It's that time of year: I was booked through most evenings this week. As I find it's usually a waste of time to attempt to wake up early in order to do art before the other stuff I have to do that day, I haven't been drawing much lately.
In honor of having nothing new for you this week, I'm sharing a trick. If you talk to creative professionals for long enough, you'll find they all have tricks: tricks for getting around writer's block, for breaking out of a rut, for doing decent work when you don't want to do any work, for concentrating, for getting more done in less time, and for getting back into it (whatever it is) after an absence.

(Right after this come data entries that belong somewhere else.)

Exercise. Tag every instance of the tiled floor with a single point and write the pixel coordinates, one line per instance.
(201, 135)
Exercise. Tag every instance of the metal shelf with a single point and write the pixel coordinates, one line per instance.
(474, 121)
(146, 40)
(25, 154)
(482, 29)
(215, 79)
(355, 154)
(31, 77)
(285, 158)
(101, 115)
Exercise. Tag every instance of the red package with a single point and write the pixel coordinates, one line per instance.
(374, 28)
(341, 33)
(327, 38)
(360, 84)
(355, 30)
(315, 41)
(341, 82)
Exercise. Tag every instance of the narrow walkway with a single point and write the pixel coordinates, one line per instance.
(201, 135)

Today's trick is for changing your medium. The key elements of this trick are learning to see again, and using your hands differently. Both of these activities dust off rarely used neurons, which can be vital for triggering muscle memory related to a long disused medium, and for kicking your thought processes out of familiar patterns. If you are a digital artist trying to do some physical painting, this cuts down on the amount of time you spend saying: 'Cntrl Z. Cntrl Z! Why isn't it working?! Noooooo!'
Liz's New Medium Trick
- One small simple landscape picture. Preferably this is a pencil or charcoal sketch you did yourself, but any picture will work. If you find it on the internet print it out, you'll want to be getting away from your computer.

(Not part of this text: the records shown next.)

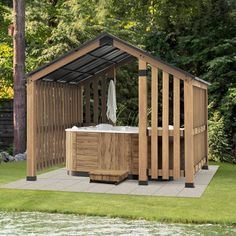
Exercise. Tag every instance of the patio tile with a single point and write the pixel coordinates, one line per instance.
(100, 188)
(79, 187)
(197, 191)
(124, 188)
(146, 190)
(203, 179)
(169, 190)
(58, 180)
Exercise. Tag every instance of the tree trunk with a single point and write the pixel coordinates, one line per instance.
(18, 75)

- 3 -4 'neutral' colors of paper. Lots of it. A newspaper often works, using white paper as your first tone, blank newsprint as your next lightest, dense paragraph text as your medium dark, and black or grey paper as your darkest. As you can see in the picture above, I used white paper, a light grey paper, (here appearing pinkish due to increased contrast) maroon paper and black paper.

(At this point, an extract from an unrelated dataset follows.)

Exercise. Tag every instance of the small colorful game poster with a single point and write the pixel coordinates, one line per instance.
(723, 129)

-glue, gluestick preferably.
-sketchpad and pencil. (optional)
Find yourself a nice flat working surface. If you're messy with glue, put down newspaper on the tabletop.
Prop your picture up where you can look at it. Mentally begin blocking the picture into the simple hues you have available. If you find this difficult to keep straight, use the sketchpad to block out the lightest, second lightest, second darkest and darkest spaces. Don't go into great detail. Focus on where shades change, i.e. where the edges are.
Choose a 'working' piece of paper. This is the page that you will glue things on to. If your picture is mostly light, I recommend starting with a light piece of paper and then beginning to glue on shapes from the second lightest shade, working your way down. For example in the picture above, I thought the grass was one of the lighter things in my source picture so I glued that onto my white 'sky' as my first move.
Do not be tempted to use fancy tricks to create more than four shades! Part of the exercise is figuring out how to create a sensible picture with a limited palette. Also, no tracing. Resist the urge to draw the desired shape and then cut it out. ( I know, this hurts. If it didn't hurt, you wouldn't be growing new braincells.)
If you make a mistake, feel free to peel it off or glue something on top. This is in fact recommended for getting the right shape.
Lastly: chill. This works best as a low-pressure exercise. Have a glass of wine if you're into that sort of thing. Don't stress about your technique, or if the final will be frame-able. By all means, take the exercise seriously. But don't take yourself too seriously. You know what I mean?